At least 6000 users of crypto exchange Coinbase have been robbed by criminal hackers. They exploited a vulnerability in the SMS-2fa system. However, the hackers needed even more data from their targets.
According to a report on Bleeping Computer, the attackers also needed to know the email address, password, and phone number and actually have access to their targets’ email addresses. According to Coinbase, they probably obtained all that information through phishing campaigns. After they had all that data, they were able to exploit a vulnerability in Coinbase’s SMS multi-factor authentication.

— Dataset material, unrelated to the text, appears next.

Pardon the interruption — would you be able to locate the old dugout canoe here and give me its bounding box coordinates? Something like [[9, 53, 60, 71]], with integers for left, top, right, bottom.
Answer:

That happened between March and May 20 of this year.
Exactly what that vulnerability was is not disclosed, but it is presumably not about SIM swapping. “The third party used an error in Coinbase’s SMS account recovery process to receive an SMS token for two-factor authentication and access the accounts,” it said in a message to affected users, which Bleeping Computer said online. put. The vulnerability is believed to have been fixed on May 20.
Once inside, the criminals could of course access the crypto currency they have at the exchange, but also the data in the accounts. This concerns full names, addresses, dates of birth, IP addresses, transaction history and balances.
Coinbase has fixed the vulnerability in mfa via SMS and is compensating affected users; if they lose crypto, they get it back from the exchange. Coinbase recommends using mfa, but prefers a totp or physical security key.